A solo miner hit the jackpot on Saturday morning by solving block 907283, and data shows they did it with a modest hashrate of about 48.3 terahash per second (TH/s). Not bad for what’s essentially a one-person operation punching way above its weight.
CK Pool Soloist Hits Block After 2,294 Misses Since the Last One
On Saturday, a solo miner uncovered block height 907283, and according to mining buffs, the individual did it using a modest slice of hashpower. “Another Solominer just found a block,” The X account Solomining wrote. “The lucky guy had a total Hashrate of 48.3 TH/s coming from a single worker. So it wasn’t a Bitaxe, but still definitely a very small solominer with only 1/4th of the Hashrate of a modern S21+.”

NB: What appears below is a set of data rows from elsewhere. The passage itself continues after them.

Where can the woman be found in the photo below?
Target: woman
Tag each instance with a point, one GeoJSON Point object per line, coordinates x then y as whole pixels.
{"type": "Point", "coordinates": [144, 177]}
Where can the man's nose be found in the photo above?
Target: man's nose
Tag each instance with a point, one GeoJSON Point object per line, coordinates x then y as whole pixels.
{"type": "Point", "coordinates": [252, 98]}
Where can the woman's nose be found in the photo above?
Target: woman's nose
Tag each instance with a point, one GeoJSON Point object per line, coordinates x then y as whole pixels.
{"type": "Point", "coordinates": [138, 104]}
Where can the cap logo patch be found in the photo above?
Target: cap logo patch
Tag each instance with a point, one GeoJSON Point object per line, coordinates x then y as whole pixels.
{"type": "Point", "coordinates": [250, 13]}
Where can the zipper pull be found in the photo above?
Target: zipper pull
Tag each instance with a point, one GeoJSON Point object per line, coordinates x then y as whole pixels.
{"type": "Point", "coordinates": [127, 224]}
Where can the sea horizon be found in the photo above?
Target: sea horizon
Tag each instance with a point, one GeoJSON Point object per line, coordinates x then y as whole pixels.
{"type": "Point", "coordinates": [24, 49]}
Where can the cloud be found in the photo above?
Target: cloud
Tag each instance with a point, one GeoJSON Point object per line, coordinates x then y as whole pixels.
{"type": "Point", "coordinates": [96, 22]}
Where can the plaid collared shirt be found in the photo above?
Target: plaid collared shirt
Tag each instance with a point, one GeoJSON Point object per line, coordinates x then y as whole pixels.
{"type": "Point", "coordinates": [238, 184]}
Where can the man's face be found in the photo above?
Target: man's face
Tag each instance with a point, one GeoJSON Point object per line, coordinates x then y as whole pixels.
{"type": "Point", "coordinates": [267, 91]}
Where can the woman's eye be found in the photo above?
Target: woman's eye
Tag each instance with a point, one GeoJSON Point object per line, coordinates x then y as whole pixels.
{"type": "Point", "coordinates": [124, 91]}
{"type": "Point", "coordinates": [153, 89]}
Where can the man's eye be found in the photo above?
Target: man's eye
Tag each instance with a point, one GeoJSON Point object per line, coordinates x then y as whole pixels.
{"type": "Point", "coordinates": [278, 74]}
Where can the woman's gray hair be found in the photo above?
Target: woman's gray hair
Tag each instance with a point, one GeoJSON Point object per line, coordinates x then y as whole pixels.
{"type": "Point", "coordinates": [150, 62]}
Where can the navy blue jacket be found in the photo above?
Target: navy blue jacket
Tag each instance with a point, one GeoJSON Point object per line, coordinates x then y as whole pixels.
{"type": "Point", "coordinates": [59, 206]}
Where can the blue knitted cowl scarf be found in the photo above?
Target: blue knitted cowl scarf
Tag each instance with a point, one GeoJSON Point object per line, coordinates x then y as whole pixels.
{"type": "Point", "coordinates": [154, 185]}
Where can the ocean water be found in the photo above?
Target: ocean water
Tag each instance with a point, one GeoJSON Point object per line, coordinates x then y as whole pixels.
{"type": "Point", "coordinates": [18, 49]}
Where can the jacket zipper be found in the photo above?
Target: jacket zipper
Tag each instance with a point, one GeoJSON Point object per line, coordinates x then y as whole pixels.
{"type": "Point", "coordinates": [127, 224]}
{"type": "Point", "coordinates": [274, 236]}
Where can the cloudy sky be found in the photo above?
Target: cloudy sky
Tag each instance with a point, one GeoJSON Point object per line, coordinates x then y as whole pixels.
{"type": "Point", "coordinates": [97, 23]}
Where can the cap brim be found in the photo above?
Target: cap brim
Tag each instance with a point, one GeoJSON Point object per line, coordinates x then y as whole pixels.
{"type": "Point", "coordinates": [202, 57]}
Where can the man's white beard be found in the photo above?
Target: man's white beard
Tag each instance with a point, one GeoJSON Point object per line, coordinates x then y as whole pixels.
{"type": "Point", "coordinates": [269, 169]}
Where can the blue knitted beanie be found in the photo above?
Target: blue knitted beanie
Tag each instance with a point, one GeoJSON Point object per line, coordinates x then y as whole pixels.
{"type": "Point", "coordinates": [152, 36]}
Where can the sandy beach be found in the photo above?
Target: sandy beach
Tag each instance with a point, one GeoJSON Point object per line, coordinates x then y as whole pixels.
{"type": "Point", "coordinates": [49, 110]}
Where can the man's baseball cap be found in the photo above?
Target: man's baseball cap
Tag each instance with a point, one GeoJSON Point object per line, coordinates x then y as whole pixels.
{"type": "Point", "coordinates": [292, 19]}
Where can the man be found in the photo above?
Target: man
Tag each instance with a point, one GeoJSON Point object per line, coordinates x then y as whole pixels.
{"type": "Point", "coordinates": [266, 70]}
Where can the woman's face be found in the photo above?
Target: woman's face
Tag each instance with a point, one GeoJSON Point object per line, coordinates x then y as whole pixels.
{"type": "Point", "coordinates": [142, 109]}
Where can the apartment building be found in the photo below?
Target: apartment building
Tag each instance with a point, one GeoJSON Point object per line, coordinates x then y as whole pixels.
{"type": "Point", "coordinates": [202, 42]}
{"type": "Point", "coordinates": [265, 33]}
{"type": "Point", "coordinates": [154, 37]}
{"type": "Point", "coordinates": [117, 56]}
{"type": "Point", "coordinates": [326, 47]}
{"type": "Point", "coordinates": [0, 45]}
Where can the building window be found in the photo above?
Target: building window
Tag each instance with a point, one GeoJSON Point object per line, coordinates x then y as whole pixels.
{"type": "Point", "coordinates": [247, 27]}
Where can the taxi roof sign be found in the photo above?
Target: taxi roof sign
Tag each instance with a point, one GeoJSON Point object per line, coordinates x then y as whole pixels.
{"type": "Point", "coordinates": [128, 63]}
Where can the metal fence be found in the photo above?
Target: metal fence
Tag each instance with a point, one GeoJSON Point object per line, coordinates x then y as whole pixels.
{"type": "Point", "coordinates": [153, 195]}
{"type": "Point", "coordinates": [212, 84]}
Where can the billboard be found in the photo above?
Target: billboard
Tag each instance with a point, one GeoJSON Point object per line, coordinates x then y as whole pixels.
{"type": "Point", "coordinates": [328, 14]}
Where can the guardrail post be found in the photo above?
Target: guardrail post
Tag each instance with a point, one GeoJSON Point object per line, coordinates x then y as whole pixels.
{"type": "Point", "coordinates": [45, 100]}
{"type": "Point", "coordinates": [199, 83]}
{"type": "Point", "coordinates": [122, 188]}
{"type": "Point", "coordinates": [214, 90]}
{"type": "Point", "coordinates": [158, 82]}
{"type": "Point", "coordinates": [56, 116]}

The miner was operating through CK Pool, a mining pool that offers a unique twist: participants mine solo, rather than splitting rewards like in traditional pools. CK Pool gives users a solo mining experience within a pool framework, meaning the miner keeps the entire block reward and maintains full control over the coinbase transaction—the payout itself—while still benefiting from the pool’s overall infrastructure.
The last block mined by CK Pool prior to today’s find was 2,294 blocks ago at block 907,283. So far, CK Pool has discovered a total of eight blocks in 2025, including today’s find. In 2024, CK Pool only discovered a total of 16 blocks. Solo miners are incredibly lucky when they strike a block because they’re competing against industrial giants like Foundry, Antpool, ViaBTC, and F2pool, which operate with a great deal more power.
With such a tiny share of the network hashrate, winning is statistically improbable—like hitting the lottery. Unlike major bitcoin mining pools that dominate with massive hardware fleets, solo miners often rely on a single machine or small setup. Since rewards aren’t shared in solo setups, finding a block means keeping the entire payout. But the odds? They’re astronomically low, making each win a standout event.